The more instructive reality, Perry argued, is that the U.S. economy remains at full employment with millions of jobs going unfilled, even as certain sectors undergo rapid disruption. Layoffs at major companies often reflect restructuring, automation, and seasonal adjustments—not broad economic weakness. Meanwhile, GDP growth remains robust, with the Atlanta Fed estimating fourth-quarter activity over 4 percent and projecting more than 5 percent growth in early 2025. “The market isn’t trading off the jobs reports,” Perry said. “The economy is telling a completely different story.”
Much of that story centers around artificial intelligence. Perry described the AI boom as the largest capital investment cycle in American history, with projected spending approaching $4 trillion by the end of the year, including more than $1 trillion in data center construction alone. Far from speculative froth, he said, these investments are already showing up in corporate earnings reports, where profit margins across the S&P 500 rose sharply last quarter—and nearly 30 percent in the tech sector.
Despite a recent pullback in markets, Perry said investors like him remain heavily invested in equities, especially technology and defense. With the S&P still up double digits on the year and long-term market gains stretching back to the financial crisis, he sees the recent dip as routine profit-taking rather than a warning sign. “This is one of the most remarkable runs we’ve ever had,” he said. “Long-term investors aren’t selling because the market drops five percent in a month.”

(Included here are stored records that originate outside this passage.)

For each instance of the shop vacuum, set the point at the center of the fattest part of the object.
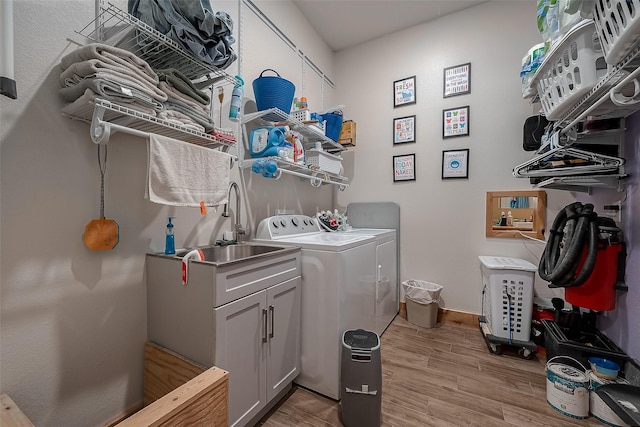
(585, 254)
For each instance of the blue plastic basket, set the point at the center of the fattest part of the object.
(273, 92)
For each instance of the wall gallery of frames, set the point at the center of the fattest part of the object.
(456, 81)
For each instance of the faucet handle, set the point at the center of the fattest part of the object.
(240, 231)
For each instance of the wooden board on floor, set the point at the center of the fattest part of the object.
(202, 401)
(164, 371)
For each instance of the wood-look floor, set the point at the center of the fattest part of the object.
(443, 376)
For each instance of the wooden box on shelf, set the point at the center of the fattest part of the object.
(348, 133)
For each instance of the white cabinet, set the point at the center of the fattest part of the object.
(258, 342)
(242, 317)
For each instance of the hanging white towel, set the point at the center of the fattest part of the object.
(183, 174)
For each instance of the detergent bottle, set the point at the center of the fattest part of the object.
(170, 242)
(266, 140)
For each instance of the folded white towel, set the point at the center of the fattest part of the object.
(110, 56)
(183, 174)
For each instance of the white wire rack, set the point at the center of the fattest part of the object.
(114, 27)
(310, 137)
(106, 118)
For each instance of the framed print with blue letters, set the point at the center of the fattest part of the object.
(404, 91)
(455, 164)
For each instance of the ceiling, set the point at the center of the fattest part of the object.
(346, 23)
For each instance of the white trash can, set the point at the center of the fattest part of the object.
(422, 302)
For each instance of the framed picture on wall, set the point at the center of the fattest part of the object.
(455, 164)
(404, 167)
(404, 91)
(455, 122)
(404, 129)
(457, 80)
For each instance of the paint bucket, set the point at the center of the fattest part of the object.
(568, 388)
(598, 408)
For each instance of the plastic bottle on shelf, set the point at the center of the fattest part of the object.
(236, 100)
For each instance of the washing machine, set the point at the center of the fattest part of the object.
(338, 292)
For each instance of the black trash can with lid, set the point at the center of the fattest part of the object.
(361, 379)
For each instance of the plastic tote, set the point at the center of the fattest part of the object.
(273, 92)
(422, 302)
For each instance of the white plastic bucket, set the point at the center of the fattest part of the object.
(568, 389)
(598, 408)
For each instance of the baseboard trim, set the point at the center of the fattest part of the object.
(448, 316)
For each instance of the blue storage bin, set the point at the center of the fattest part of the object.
(333, 125)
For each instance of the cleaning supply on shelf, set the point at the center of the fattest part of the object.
(170, 242)
(266, 141)
(266, 168)
(236, 100)
(298, 150)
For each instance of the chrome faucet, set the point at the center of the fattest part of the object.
(239, 230)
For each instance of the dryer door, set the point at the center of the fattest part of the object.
(386, 285)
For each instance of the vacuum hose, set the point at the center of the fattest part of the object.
(577, 224)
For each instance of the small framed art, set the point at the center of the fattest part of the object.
(404, 91)
(455, 164)
(457, 80)
(455, 122)
(404, 167)
(404, 129)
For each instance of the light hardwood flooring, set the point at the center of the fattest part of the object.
(443, 376)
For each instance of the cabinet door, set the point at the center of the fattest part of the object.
(283, 346)
(386, 285)
(240, 338)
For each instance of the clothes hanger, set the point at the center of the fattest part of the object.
(563, 161)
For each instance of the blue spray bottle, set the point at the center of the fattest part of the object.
(170, 242)
(236, 100)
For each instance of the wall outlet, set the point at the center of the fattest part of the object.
(614, 211)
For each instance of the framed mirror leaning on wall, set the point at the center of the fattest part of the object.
(516, 214)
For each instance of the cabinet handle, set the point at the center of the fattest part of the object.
(264, 325)
(272, 312)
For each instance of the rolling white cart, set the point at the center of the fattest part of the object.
(507, 304)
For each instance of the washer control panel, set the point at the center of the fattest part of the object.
(286, 225)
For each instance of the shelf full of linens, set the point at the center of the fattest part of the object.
(133, 79)
(117, 28)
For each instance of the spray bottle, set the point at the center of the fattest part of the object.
(170, 243)
(236, 100)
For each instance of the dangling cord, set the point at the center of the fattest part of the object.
(103, 168)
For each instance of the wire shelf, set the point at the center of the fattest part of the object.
(114, 27)
(310, 137)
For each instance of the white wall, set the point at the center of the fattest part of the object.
(72, 321)
(443, 221)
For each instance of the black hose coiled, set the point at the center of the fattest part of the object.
(577, 224)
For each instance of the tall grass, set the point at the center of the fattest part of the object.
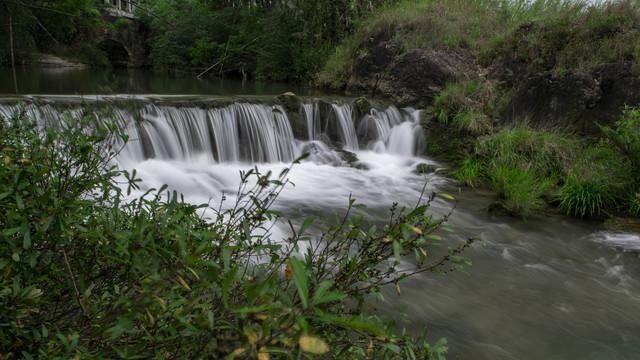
(550, 34)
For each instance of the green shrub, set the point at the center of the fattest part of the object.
(626, 136)
(470, 172)
(85, 274)
(521, 189)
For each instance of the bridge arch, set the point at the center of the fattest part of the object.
(117, 53)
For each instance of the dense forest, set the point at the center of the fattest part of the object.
(537, 101)
(274, 40)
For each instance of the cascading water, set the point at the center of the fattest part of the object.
(549, 288)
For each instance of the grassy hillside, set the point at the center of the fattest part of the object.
(549, 35)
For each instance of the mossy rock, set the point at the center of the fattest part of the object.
(363, 106)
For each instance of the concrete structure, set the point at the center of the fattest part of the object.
(123, 5)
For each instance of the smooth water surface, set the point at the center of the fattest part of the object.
(548, 287)
(70, 81)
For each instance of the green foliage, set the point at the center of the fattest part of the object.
(583, 196)
(470, 172)
(45, 26)
(530, 168)
(85, 274)
(521, 189)
(524, 166)
(626, 136)
(469, 106)
(550, 35)
(273, 40)
(555, 35)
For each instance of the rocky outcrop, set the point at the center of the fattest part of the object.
(577, 100)
(411, 78)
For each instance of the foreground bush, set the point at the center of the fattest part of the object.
(531, 168)
(84, 274)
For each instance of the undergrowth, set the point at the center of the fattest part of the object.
(531, 168)
(549, 35)
(84, 274)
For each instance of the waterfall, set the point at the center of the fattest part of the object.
(241, 132)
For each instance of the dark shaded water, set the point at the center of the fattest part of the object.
(550, 287)
(69, 81)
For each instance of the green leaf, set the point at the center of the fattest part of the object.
(322, 295)
(313, 344)
(446, 196)
(353, 323)
(420, 210)
(300, 278)
(10, 232)
(305, 225)
(27, 239)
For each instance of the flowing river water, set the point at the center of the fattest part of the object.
(550, 287)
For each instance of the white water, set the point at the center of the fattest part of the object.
(546, 288)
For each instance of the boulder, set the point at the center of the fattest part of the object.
(411, 78)
(620, 84)
(561, 102)
(363, 106)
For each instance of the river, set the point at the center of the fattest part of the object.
(548, 287)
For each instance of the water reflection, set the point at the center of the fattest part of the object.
(59, 80)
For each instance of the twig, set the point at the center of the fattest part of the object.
(224, 58)
(73, 281)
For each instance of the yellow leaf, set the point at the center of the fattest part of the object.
(193, 272)
(238, 351)
(288, 271)
(414, 229)
(313, 344)
(183, 283)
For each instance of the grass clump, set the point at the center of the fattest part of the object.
(86, 274)
(469, 105)
(520, 188)
(531, 168)
(560, 35)
(549, 35)
(521, 164)
(438, 25)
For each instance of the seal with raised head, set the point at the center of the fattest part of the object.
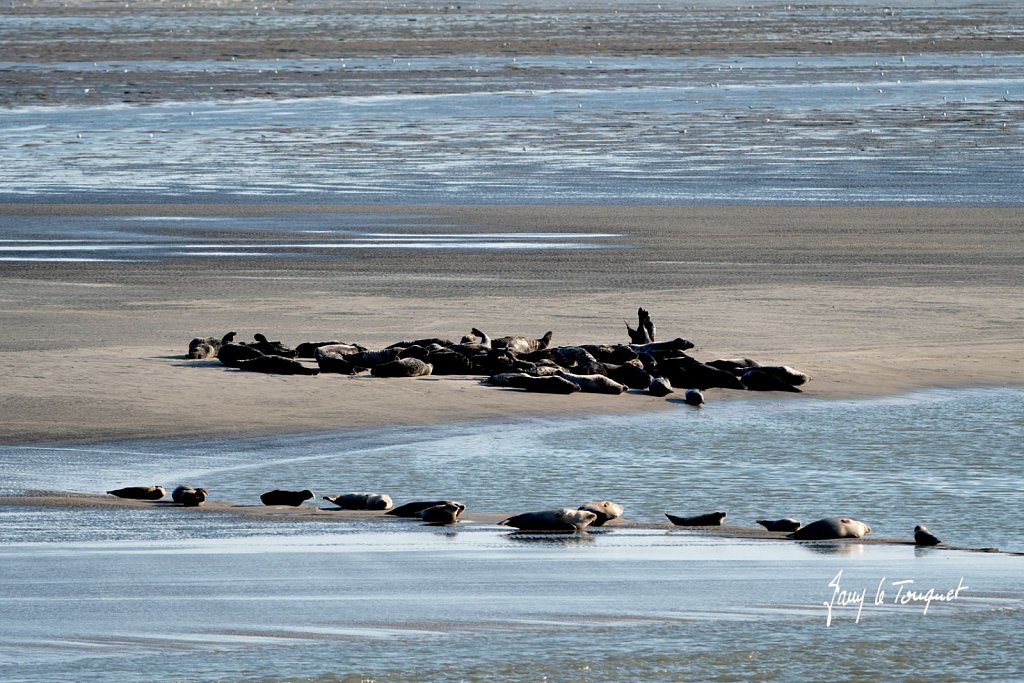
(922, 537)
(710, 519)
(140, 493)
(445, 513)
(787, 524)
(285, 497)
(832, 527)
(605, 511)
(562, 519)
(361, 501)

On cryptocurrency, Perry offered a measured view. Though he prefers physical gold to Bitcoin, he acknowledged that blockchain technology and stablecoins are spreading rapidly—especially in developing countries grappling with unstable currencies. He cited comments from AI and fintech leaders predicting that crypto-based systems will help workers in high-inflation countries preserve their wages and transact in U.S. dollar–backed digital assets. Perry emphasized that no one truly knows how to value Bitcoin, but its expanding use as financial infrastructure may bolster its long-term relevance.

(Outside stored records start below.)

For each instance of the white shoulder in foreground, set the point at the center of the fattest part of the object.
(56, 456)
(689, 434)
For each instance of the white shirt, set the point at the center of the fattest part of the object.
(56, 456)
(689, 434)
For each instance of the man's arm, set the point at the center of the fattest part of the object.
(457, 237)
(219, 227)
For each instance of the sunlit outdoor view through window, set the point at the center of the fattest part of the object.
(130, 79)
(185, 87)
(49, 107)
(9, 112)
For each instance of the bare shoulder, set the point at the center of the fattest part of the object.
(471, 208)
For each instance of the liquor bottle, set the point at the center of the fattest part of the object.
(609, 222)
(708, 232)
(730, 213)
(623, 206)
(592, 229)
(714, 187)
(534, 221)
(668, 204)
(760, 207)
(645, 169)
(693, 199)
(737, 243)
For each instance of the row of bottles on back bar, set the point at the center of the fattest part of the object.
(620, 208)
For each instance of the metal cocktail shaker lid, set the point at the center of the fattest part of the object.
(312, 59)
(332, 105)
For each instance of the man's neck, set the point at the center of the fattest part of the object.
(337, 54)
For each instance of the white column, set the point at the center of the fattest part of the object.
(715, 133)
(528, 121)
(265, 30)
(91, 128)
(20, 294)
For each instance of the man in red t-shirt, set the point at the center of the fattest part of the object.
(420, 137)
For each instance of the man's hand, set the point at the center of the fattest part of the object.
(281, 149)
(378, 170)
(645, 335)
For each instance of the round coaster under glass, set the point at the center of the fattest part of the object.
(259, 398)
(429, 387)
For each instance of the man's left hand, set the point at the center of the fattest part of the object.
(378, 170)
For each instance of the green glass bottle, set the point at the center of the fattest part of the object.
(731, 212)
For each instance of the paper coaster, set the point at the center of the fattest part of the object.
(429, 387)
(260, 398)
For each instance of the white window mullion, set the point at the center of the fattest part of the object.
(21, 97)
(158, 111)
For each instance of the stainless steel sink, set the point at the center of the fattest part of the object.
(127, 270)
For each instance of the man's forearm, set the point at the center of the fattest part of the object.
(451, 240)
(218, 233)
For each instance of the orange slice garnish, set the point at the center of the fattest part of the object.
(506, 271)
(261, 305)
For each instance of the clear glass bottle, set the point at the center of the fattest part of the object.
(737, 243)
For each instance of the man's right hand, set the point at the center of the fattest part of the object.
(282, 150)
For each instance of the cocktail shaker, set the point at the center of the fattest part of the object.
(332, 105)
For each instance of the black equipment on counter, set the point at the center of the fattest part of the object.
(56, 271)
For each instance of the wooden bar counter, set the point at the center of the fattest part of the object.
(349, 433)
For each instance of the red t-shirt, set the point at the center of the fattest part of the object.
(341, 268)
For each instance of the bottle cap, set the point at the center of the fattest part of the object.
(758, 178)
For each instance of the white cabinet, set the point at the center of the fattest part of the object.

Zooming out, Perry said global markets reflect rising productivity, increasing wages, and exceptional corporate strength across sectors. International investors are pouring capital into the U.S. at unprecedented levels, and despite geopolitical turmoil, the dollar remains the world’s most trusted currency. In his view, the next decade could mirror the last fifteen years of extraordinary market gains. “The stock market could double in the next five to seven years,” he said. “Not because of hype, but because earnings are driving it.”
Even with layoffs in the headlines and flawed government metrics muddying the waters, Perry said the fundamentals are clear: “The AI industrial revolution is just getting started—and the numbers support it.”